With investment appetites turning towards Asia, both buy-side and sell-side firms are being confounded by the complexities of trading in a fragmented marketplace. In the face of such diversity, many firms are looking to new technology to level the playing field.
Fragmented by geography and varying regulation from country to country, Alexander Tabb, a TABB Group partner said the complexities of trading Asian markets demanded greater communications resilience and redundancy.
“Over the last few years, selected markets have fragmented following individual legislative efforts aimed at fostering competition within selected national boundaries,” said Tabb. “In both Japan and Australia, legislative and regulatory reforms have increased market competition, adding new order types and exchange venues in a relatively short amount of time.”
Within the Asian market, with the exception of Japan, there are currently 22 different electronic venues.
“Fragmentation or separation tends to follow national boundaries. This challenges the existing connectivity models, as it requires individual solutions for individual national markets,” said Tabb. “While separation is today’s challenge, we believe that as Asia becomes more automated and better integrated into the global trading community, internal and external pressure to increase competition and drive down costs will push individual nations to fragment on a case-by-case basis, complicating an already difficult connectivity model even further.”

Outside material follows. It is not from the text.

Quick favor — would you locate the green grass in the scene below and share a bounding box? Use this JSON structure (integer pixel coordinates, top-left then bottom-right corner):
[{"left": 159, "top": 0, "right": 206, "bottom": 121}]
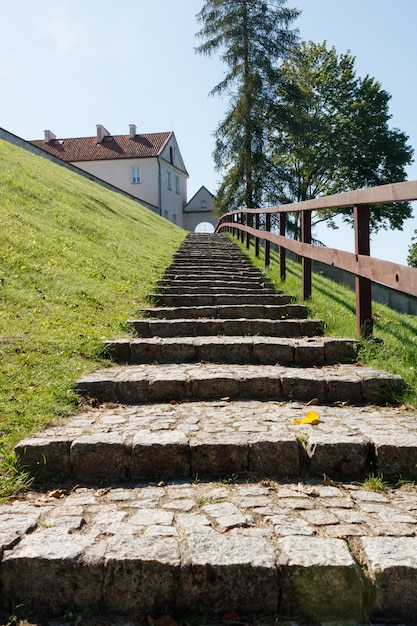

This meant while individual Asian markets remained separated and began to fragment, it would become more challenging to maintain and sustain the internally-controlled and managed connectivity strategies relied on for individual point-to-point connections.
“An extranet service provider (ESP) can provide that connectivity on demand, eliminating the need to internally manage a costly network of point-to-point connections,” Tabb said.
Whether trading equities on the Hong Kong Stock Exchange or hedging US dollar interest rates in Singapore, Tabb said firms needed to restructure their infrastructure using extranets to manage connectivity.
TABB research estimates that extranets and extranet connectivity will capture 45% of US$5.2 billion global sell-side spending on communications in 2012 as firms realise it is no longer feasible to manage their own network of direct connections for trading different asset classes in Asia through their brokers.
“Whether it’s a small buy-side firm looking to connect to its brokers or a large sell-side bank that wants to reduce the operational complexity of its communications infrastructure and connect to the broader financial services community, extranets can serve all of these scenarios with minimal, up-front investment and the option to add capabilities on demand,” said Tabb.
“Over the last 10 years, we have witnessed a revolution within the trading community, one in which firms of all sizes are actively involved in trading a wide range of instruments at a variety of execution venues all across the globe. The idea of a 24 hour-a-day market place is no longer a fantasy, but a reality, creating unparalleled opportunities,” he added
In response, extranet service providers were scaling to match the market’s complexity, allowing participants up and down the service stack to communicate with each other via a reliable, robust and secure infrastructure.
“ESPs are providing market participants with the unique ability to bridge the geographic divide that exists between the developed markets in North America, Europe and Asia, and the emerging and frontier markets that are attracting so much attention,” he said.